The data emerged as 60 per cent of Australia’s public universities were being scrutinised over “systemic” underpayment of casuals.
Outrage over casualisation in the sector is reaching fever pitch, with the National Tertiary Education Union (NTEU) pressing new “wage theft” claims against universities, one of which has already repaid staff millions of dollars.
Meanwhile, a Senate committee says the sector needs a tailored system for “casual conversion” after new arrangements barely dented a sessional workforce estimated to number some 100,000 people – although reliable figures are unavailable, with casual staff tallies at some universities varying as much as eightfold depending on the data source.
Many academics say they have worked casually for a decade or more. The federal government ostensibly intended to help such people when it changed the Fair Work Act to make employers grant ongoing employment to their long-term casuals.
To be eligible, casuals must have been on staff for at least 12 months and working regular, ongoing patterns of hours for the past six – terms that rule out most casual academics, because of the sessional nature of their work.
Figures from the few universities prepared to share data show that of more than 18,500 casuals assessed for conversion, just 162 qualified. At least eight institutions, some with thousands of casuals, offered permanent employment to 10 or fewer.
The Senate’s Select Committee on Job Security said that the changes had done little for university staff. “The amendments are unlikely to bring many – if any – casual workers in the sector closer to secure work,” it noted in an interim report on precarity in publicly funded jobs.

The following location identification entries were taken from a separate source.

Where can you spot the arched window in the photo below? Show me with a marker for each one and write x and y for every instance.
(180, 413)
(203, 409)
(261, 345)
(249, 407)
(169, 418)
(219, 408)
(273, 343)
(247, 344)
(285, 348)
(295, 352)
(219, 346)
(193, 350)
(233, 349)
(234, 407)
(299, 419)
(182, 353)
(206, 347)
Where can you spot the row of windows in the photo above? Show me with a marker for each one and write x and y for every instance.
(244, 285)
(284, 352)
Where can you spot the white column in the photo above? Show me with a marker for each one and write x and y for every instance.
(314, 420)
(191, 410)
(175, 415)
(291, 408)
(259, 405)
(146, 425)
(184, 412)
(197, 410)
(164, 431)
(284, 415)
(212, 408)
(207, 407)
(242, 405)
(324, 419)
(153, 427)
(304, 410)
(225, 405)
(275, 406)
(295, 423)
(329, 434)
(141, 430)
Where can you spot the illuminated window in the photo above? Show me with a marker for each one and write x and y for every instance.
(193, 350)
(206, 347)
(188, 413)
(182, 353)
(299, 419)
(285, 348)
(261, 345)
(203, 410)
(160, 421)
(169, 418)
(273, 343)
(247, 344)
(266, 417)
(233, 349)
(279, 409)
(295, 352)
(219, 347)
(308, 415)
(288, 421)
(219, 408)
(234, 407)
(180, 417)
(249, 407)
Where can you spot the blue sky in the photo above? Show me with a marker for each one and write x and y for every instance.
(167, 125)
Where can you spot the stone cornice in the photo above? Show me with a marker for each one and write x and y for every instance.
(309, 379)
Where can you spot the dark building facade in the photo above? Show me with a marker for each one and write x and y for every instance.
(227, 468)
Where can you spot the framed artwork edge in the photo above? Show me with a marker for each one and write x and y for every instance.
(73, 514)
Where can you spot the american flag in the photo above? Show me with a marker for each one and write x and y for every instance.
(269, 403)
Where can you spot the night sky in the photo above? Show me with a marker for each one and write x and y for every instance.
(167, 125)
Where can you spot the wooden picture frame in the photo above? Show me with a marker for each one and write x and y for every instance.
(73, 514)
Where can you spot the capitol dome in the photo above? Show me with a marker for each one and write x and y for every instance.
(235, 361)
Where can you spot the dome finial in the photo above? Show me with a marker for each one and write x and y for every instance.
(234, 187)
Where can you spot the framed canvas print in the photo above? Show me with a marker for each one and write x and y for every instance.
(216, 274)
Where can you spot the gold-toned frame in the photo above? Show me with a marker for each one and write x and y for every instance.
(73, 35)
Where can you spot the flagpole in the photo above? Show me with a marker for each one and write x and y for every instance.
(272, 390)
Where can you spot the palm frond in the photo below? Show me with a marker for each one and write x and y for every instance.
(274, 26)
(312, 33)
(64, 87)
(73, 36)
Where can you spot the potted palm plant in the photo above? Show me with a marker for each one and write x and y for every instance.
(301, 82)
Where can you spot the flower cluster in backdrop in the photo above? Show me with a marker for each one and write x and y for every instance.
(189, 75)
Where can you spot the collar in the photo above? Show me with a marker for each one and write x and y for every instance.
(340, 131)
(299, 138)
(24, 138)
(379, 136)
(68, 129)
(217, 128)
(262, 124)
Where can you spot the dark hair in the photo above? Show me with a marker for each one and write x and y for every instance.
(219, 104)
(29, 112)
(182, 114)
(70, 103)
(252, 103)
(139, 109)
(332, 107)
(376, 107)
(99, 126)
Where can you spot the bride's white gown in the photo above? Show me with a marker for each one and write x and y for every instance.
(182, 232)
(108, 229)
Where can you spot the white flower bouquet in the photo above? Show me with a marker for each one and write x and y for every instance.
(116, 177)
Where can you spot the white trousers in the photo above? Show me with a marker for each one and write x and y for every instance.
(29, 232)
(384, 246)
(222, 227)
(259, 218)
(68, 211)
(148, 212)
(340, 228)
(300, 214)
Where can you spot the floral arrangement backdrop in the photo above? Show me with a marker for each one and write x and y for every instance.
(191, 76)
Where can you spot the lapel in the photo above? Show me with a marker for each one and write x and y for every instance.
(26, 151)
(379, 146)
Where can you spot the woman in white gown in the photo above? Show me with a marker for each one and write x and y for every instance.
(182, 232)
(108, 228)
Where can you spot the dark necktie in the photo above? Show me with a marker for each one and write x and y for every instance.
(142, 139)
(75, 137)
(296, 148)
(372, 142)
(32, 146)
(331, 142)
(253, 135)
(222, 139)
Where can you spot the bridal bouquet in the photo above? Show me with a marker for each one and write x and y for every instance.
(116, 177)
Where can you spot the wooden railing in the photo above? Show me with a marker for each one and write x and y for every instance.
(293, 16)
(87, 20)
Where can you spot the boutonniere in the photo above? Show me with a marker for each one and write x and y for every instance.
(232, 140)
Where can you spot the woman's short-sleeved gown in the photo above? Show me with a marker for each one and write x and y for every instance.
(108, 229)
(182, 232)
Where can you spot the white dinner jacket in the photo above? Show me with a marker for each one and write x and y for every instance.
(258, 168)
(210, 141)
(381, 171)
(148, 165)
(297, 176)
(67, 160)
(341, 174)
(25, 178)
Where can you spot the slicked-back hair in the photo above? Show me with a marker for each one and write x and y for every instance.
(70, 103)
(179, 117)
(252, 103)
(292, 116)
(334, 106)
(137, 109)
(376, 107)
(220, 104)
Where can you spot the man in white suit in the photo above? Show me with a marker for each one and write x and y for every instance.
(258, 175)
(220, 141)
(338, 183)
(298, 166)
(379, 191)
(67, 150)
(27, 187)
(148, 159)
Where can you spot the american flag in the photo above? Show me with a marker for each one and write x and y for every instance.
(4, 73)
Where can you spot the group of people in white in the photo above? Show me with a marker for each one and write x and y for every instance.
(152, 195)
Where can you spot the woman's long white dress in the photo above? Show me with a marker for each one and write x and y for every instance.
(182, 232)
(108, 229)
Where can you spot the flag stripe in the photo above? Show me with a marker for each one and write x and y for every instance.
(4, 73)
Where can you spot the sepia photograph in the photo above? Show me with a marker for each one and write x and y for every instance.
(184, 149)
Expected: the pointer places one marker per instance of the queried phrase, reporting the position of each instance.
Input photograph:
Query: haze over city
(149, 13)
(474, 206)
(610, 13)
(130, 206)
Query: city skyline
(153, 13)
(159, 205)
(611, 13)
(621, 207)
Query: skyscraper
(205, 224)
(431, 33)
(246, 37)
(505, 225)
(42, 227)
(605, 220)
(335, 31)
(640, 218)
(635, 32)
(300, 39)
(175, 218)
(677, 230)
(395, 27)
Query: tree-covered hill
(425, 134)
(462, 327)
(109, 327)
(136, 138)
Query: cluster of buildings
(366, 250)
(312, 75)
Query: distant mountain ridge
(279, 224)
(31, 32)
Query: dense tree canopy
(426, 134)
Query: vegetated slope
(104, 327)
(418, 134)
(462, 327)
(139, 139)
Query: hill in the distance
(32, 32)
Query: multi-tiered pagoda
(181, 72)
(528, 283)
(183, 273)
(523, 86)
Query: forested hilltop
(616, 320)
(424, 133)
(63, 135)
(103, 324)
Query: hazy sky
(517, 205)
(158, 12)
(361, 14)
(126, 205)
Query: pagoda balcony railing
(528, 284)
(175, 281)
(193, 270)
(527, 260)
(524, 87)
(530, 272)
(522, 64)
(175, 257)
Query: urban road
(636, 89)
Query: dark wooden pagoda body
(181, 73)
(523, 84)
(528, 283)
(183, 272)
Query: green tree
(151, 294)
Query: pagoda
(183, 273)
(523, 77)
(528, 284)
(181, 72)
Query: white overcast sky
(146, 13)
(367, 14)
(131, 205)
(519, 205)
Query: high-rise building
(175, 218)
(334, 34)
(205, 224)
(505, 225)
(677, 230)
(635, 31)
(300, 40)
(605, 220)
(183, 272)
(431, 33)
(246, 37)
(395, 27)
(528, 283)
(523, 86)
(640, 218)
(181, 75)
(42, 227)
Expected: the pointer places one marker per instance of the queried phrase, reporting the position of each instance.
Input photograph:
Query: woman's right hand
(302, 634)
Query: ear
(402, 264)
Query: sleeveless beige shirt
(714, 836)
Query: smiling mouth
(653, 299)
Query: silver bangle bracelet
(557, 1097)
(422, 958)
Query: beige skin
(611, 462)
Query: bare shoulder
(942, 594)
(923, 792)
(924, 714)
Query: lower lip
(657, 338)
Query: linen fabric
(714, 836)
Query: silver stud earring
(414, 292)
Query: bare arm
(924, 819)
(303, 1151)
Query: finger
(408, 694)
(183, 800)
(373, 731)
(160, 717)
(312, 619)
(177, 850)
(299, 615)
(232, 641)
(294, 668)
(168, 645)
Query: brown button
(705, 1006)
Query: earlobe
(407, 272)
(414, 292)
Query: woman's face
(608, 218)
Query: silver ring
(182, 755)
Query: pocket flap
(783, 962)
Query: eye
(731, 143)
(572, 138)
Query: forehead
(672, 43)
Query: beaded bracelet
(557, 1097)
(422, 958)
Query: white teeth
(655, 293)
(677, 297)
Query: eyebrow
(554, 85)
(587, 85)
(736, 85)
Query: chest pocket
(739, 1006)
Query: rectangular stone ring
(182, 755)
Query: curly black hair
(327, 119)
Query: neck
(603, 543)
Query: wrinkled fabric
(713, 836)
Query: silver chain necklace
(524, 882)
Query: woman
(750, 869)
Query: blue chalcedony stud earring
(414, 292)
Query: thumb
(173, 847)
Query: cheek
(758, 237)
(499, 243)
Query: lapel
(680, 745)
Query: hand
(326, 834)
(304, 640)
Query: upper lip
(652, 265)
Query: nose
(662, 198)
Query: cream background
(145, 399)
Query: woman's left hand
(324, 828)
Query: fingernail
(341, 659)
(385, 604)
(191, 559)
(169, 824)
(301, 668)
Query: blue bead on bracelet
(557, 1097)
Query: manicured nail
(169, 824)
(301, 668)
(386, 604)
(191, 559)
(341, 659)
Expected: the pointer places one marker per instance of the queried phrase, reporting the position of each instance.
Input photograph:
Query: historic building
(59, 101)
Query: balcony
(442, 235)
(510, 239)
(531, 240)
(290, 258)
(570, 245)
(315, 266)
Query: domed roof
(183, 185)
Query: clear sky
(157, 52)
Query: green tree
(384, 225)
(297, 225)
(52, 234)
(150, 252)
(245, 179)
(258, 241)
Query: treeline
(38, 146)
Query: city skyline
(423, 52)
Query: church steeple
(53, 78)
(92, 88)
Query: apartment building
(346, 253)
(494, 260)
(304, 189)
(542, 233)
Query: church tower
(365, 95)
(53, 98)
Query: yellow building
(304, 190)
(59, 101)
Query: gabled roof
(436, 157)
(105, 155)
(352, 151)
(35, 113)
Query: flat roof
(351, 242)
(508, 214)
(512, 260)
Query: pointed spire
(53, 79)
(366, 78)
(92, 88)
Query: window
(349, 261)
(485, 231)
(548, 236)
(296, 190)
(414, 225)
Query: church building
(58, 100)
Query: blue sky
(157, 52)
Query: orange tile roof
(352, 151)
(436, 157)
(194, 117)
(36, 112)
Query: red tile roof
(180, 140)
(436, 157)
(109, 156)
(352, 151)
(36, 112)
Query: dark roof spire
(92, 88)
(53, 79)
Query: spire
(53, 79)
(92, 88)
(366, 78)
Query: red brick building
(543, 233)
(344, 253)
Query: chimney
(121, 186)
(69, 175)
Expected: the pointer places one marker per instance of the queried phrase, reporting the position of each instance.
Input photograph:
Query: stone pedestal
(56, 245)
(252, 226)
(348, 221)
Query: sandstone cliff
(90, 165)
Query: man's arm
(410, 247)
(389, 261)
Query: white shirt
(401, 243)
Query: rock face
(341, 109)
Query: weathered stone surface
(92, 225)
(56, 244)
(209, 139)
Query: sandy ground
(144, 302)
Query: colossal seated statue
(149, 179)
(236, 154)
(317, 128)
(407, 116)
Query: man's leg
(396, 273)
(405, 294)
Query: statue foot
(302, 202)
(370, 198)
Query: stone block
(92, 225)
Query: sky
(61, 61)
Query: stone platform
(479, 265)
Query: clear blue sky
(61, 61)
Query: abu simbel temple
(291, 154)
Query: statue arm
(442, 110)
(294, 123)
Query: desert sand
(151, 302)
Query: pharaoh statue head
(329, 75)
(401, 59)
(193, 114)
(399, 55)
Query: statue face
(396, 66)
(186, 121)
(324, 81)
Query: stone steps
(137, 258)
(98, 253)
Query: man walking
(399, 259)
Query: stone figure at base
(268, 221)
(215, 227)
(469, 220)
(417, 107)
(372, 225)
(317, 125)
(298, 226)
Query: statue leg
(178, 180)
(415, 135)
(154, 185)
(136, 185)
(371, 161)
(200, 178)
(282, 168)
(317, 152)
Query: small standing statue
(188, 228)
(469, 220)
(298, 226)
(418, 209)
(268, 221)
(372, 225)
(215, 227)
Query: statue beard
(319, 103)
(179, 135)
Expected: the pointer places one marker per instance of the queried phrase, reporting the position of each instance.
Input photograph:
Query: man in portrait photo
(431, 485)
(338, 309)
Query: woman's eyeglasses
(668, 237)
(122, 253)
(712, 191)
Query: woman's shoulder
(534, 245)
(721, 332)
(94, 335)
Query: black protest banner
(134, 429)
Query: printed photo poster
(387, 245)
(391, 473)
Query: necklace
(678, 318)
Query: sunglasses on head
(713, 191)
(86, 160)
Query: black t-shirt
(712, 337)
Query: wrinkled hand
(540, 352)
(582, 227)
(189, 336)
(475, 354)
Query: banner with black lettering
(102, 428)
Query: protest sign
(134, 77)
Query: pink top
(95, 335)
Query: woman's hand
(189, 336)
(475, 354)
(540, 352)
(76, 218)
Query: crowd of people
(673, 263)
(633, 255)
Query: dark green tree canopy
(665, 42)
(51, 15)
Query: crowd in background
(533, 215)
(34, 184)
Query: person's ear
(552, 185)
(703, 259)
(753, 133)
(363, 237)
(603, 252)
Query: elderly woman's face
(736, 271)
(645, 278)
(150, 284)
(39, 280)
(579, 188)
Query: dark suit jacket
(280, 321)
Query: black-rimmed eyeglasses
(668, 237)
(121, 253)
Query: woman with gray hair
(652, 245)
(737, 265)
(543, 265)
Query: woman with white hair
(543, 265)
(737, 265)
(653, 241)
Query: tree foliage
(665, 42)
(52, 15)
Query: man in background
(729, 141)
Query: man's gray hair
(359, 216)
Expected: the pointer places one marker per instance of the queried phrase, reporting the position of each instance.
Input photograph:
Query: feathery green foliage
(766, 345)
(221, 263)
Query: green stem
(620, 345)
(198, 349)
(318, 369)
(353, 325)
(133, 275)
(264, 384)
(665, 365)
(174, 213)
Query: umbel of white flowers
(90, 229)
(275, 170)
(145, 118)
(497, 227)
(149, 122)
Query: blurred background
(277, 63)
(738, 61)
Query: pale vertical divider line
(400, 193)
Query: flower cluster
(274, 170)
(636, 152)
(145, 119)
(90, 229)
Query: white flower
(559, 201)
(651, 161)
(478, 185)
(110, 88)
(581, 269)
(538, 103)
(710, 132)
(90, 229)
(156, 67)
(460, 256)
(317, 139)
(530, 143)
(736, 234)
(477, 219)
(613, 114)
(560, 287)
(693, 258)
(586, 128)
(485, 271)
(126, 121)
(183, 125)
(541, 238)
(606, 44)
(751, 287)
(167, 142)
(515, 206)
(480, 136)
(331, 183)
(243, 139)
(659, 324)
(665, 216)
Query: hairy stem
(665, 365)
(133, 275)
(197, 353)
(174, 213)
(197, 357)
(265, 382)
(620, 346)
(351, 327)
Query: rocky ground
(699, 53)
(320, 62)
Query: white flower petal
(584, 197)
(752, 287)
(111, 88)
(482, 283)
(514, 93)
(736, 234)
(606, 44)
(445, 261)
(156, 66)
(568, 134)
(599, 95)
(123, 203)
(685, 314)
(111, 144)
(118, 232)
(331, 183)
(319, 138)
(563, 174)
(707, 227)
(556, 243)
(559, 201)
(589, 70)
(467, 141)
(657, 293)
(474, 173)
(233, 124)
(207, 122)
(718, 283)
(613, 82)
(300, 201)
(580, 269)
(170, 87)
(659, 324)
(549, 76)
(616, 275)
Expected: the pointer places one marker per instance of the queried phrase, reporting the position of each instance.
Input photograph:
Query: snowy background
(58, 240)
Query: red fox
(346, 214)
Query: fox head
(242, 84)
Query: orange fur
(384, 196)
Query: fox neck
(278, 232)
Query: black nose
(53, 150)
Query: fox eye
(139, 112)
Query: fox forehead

It called on the federal education department to work with universities, staff and the NTEU to design a “sector-appropriate” system of casual and fixed-term conversion that recognised real work patterns in higher education.
The committee also blamed manipulation of “piece rates”, a long-standing payment mechanism for marking, assessment, tutorials and lectures, for an explosion of “wage theft” overwhelmingly affecting casuals. “Exploitative workforce practices such as piece rates have become the contractual norm,” the report says.
The NTEU said 21 universities were either under investigation or auditing their own books for underpayments. The Fair Work Ombudsman said that it was investigating 14 universities over “large-scale systemic underpayment”.
Ombudsman Sandra Parker blamed piece rates, misclassification of employees, “poor governance and management oversight practices”, bad record keeping and a lack of centralised human resources for these “very serious” transgressions.